Despite this kind of accomplishment, the problems of reconstruction are diverse. We have no idea whether any of the reconstructed words actually existed; indeed, the phonetic system established for proto-Indo-European looks nothing like that of any natural language. There may be many pIE words that cannot be reconstructed, simply because they died out in all except one of its descendant groups. Finally, comparative reconstruction has no place for sociolinguistic phenomena such as the prevalence of dialects, vocabulary alteration or cultural influences on language. So we know a lot about what pIE seems to have been like: we know some apparent vocabulary and we have inferred a lot about its phonetics (the speech sounds it used), phonology (how they were put together) and grammar. We deduce that noun forms were inflected according to number, case and gender and verb forms according to number, person, time and mood -- all quite complicated. But we have no way of knowing for sure if these hypotheses are true.

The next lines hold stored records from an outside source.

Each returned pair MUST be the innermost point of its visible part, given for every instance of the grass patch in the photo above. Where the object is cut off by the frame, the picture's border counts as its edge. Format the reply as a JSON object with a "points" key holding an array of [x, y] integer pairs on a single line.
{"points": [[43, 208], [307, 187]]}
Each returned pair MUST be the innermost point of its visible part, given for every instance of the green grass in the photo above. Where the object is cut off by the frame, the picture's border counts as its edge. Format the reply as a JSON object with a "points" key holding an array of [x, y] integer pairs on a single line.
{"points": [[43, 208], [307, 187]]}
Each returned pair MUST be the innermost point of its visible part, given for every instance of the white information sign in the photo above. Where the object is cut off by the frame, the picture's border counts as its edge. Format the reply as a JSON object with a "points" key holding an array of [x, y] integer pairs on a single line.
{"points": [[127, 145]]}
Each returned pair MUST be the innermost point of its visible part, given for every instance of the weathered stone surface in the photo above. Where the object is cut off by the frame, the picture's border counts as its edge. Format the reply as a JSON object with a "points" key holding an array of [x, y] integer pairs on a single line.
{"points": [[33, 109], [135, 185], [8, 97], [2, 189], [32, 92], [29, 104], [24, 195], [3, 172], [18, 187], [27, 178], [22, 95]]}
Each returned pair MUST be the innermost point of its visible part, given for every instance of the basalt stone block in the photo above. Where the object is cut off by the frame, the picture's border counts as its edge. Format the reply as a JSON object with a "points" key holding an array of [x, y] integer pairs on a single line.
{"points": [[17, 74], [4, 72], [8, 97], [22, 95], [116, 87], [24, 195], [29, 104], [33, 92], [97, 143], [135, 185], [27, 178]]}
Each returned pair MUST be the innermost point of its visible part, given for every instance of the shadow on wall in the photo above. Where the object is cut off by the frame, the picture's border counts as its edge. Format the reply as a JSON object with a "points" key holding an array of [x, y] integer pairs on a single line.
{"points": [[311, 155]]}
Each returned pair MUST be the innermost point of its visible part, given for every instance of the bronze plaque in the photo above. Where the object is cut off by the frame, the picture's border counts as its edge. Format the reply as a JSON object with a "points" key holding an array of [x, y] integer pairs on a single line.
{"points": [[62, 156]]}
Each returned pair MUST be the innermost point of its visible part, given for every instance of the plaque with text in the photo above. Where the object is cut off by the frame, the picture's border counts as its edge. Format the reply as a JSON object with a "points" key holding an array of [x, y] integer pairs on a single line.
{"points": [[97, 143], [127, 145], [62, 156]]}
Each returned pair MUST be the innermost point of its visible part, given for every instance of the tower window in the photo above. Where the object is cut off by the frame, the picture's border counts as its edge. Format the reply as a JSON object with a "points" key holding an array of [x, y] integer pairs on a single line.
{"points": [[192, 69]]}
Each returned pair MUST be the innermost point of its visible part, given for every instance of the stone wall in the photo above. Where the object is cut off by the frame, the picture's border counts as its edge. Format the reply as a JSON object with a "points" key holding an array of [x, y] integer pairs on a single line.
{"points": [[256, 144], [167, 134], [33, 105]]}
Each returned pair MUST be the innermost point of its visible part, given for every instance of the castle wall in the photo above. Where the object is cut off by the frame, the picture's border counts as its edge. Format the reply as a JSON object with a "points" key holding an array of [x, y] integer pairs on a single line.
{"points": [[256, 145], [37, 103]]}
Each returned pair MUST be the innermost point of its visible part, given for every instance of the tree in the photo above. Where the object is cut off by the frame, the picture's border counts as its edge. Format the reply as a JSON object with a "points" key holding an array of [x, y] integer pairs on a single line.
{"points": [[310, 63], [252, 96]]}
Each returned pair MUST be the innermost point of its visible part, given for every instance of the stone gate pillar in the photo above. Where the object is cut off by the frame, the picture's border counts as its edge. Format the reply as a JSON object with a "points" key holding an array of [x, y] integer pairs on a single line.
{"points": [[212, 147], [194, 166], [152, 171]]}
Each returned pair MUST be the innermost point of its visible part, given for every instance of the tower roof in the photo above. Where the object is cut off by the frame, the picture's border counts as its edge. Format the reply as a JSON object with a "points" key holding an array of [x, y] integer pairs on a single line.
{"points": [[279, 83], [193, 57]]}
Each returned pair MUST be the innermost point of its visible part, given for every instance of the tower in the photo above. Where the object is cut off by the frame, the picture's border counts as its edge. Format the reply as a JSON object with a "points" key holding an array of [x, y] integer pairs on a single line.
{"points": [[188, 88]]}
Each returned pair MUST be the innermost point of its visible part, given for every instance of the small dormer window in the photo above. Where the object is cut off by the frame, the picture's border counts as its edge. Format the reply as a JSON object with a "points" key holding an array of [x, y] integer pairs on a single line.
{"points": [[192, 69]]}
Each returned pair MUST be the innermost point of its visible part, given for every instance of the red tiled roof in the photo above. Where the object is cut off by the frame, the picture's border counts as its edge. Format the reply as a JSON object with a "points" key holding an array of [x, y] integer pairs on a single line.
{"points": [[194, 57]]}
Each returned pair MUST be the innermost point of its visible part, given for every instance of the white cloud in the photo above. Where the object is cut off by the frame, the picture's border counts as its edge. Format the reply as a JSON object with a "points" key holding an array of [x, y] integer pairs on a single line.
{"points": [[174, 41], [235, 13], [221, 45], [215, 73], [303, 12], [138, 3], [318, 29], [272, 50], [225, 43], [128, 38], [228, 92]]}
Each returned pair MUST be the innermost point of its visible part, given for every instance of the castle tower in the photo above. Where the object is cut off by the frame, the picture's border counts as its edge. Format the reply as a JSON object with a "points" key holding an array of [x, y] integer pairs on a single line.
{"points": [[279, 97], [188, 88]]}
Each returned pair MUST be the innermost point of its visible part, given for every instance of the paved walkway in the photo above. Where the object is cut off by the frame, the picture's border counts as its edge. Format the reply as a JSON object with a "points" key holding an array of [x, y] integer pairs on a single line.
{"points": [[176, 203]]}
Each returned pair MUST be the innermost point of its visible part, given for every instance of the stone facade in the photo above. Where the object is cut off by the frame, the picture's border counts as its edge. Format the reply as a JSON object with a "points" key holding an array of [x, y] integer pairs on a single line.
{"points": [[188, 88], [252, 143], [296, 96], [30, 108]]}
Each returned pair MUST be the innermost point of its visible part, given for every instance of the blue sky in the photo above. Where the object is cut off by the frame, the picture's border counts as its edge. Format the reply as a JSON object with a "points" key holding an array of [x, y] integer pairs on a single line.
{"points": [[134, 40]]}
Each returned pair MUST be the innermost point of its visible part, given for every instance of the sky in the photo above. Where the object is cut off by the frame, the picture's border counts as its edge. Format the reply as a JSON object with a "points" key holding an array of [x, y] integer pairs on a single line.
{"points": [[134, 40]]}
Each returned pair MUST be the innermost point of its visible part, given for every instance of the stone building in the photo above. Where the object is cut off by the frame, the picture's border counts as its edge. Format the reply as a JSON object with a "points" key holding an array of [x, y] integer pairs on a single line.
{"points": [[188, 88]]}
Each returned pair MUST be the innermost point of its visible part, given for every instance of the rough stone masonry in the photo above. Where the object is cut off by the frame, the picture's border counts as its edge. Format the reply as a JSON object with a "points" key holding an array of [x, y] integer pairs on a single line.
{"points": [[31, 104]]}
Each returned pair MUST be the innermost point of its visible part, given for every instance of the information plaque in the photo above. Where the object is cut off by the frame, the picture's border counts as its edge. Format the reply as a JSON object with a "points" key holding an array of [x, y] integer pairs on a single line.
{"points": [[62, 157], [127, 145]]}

Many theories have been suggested, argued over and discarded: current prevailing wisdom places the 'homeland' on the south Russian steppes, north of the Black Sea, but 'linguistic paleontologists' have argued the case of many other locations. Generally these theories are based on the presumed existence in proto-Indo-European of certain words which allow certain cultural or geographical conclusions to be drawn. For instance, conclusions about the prevailing climate can be deduced from reconstruction of the pIE roots *sneigwh-2 (Latin nix, Greek niphos, Gothic snaiws, Gaelic sneachta, 'snow') and *g'heim (Latin hiems, Greek kheimon, Gaelic geimhreadh, Sanskrit hima, 'cold' or 'winter'). Other inferences can be drawn from the absence of words - there is no pIE reconstruction of 'sea', which suggests that its speakers originated inland and developed individual words for the sea as they encountered it during tribal migration. However, these conjectures are often problematic because it is impossible to accurately model how much the meaning of words may have shifted since the early days of pIE: the reconstructed *loks (German Lachs, Icelandic lax(fiskur), Russian losos, 'salmon') implies that the language was spoken in a region with salmon, which is to say northern Europe or north-western Asia, but the *loks cognate means 'trout' in some languages, even just 'fish' in others.
Given this, it seems unlikely that we will ever be able to deduce the origins of the Indo-Europeans through purely linguistic evidence.